Multiculturism: California’s One-Way Thoroughfare
This is textbook leftist pandering, greased by the red-green alliance—the cozy hookup between identity-obsessed progressives and Islamist advocates who know exactly which buttons to push. The left loves nothing more than lecturing the rest of us about diversity while kicking traditional American norms to the curb. CAIR and company demand accommodations here that they’d never extend in reverse. Try floating Christmas closures or Yom Kippur state holidays in any of the Muslim-majority spots overseas.
Good luck with that.
Multiculturalism California-style is a one-way street: bend over backward, get called bigot if you push back, and never expect the same courtesy in return.
The multicultural fantasy has always been a mirage. It preaches endless tolerance but ignores the asymmetry. California’s Christian-rooted holidays—like Christmas—aren’t some dusty sectarian leftovers. They grew out of the Western, Judeo-Christian soil that built this state: its laws, its calendar, its public rhythms. Over time they have become broadly cultural, giving most folks a shared breather regardless of personal belief. They’re the organic baseline, not some unfair perk. Diluting or subordinating that heritage to every new demand doesn’t create pluralism. It erodes the cultural glue that lets real diversity function.
The Assembly has already rubber-stamped this thing 64-1, proving how deeply the fix is in. Now it’s trudging through the Senate Education and Appropriations committees, with fresh amendments and a floor vote likely on the horizon.
Taxpayers, parents, and local school boards should be paying attention—the Sacramento freight train rarely slows down once it gets rolling.
This Bill Should Die
Nobody is saying that Muslim families can’t observe their holidays. They can and should. But turning public institutions into vehicles for official religious elevation, complete with curriculum nudges, crosses into territory government has no business entering. Local districts already juggle these issues through bargaining and common sense. Statewide mandates just invite more costs, more chaos, and more endless claims from the next group with a good lobbyist.

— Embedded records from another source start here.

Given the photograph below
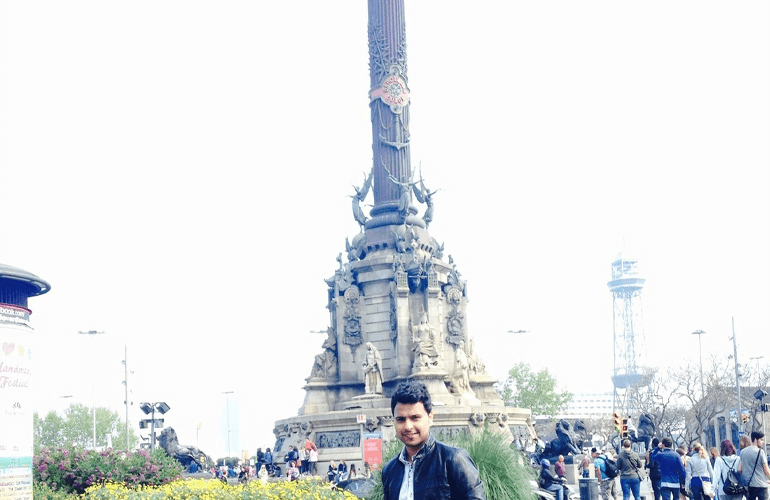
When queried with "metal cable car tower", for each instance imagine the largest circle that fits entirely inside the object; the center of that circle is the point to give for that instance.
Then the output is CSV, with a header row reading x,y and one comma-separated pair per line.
x,y
627,330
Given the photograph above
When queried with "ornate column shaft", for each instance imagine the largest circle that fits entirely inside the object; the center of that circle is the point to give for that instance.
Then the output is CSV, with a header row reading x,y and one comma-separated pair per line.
x,y
389,95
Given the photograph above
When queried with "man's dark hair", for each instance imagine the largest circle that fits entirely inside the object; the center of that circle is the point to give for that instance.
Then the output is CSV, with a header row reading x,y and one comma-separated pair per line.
x,y
411,392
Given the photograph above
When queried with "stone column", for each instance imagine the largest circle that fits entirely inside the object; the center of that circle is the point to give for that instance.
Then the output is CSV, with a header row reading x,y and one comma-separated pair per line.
x,y
389,96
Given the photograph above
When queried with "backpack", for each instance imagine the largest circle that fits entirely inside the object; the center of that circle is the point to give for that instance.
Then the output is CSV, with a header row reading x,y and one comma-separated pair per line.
x,y
610,467
734,484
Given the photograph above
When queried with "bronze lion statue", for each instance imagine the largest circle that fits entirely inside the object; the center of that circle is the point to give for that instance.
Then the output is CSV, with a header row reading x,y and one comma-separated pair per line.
x,y
186,455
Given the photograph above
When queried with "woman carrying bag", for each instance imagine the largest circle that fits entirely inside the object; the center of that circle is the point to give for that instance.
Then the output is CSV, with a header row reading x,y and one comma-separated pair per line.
x,y
630,466
699,474
725,466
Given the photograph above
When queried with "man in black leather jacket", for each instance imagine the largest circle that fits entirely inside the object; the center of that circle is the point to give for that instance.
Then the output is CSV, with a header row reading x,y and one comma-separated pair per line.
x,y
426,469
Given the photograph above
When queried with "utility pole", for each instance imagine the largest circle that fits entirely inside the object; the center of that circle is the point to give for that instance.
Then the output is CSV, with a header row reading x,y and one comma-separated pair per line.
x,y
700,357
125,382
93,383
737,378
227,393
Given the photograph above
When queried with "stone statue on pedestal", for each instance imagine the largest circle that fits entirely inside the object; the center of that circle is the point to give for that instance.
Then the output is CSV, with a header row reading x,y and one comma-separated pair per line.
x,y
359,198
461,380
425,351
372,370
325,365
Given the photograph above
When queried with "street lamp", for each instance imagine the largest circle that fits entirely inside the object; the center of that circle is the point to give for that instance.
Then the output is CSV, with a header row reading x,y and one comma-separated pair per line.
x,y
700,357
229,453
93,384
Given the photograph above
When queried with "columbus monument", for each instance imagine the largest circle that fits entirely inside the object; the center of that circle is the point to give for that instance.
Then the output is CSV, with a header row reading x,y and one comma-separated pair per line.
x,y
397,304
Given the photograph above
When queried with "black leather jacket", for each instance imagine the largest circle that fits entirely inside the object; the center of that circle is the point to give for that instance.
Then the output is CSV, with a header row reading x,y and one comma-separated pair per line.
x,y
441,472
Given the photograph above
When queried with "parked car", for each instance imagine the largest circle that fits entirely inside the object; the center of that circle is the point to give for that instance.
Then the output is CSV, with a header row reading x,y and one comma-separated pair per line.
x,y
360,486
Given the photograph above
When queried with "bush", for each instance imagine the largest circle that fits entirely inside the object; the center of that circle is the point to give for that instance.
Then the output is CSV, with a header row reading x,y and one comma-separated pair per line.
x,y
72,471
195,489
43,492
504,472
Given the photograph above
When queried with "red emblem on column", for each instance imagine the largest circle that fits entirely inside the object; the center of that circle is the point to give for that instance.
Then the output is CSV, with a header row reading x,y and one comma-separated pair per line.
x,y
393,92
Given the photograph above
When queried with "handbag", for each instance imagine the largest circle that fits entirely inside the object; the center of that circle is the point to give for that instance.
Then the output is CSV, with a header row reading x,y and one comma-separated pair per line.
x,y
733,485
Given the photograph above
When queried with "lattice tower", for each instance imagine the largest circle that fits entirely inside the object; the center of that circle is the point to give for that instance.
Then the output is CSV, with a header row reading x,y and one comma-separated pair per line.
x,y
628,330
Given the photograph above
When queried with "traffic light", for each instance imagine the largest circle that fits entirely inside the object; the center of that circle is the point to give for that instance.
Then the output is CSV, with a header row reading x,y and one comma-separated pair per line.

Sacramento’s identity-politics crowd never misses a chance to thump the DEI drum, yet here they are, stone deaf to Jewish concerns and the broader heritage that shaped California. The red-green alliance knows how this game works: progressives get to feel virtuous, advocates get their wins, and the rest of us get higher taxes, disrupted schools, and the quiet sense that some faiths are more equal than others.
Kill this bill. Californians deserve straight talk and equal rules, not another round of multicultural theater that only runs in one direction. Real pluralism means neutrality under the law, reciprocity where it counts, and respect for the culture that actually built this place—not its slow-motion surrender.



Unbelievable that we have elected these politicians to run California. Enough. Let’s all ban together and stop this madness.
Really? Another holiday for another special interest or religious observation or denomination or ….. when does this end? Pretty soon we will have a two day work week and 3 day special interest week. Let’s tell our legislators no more!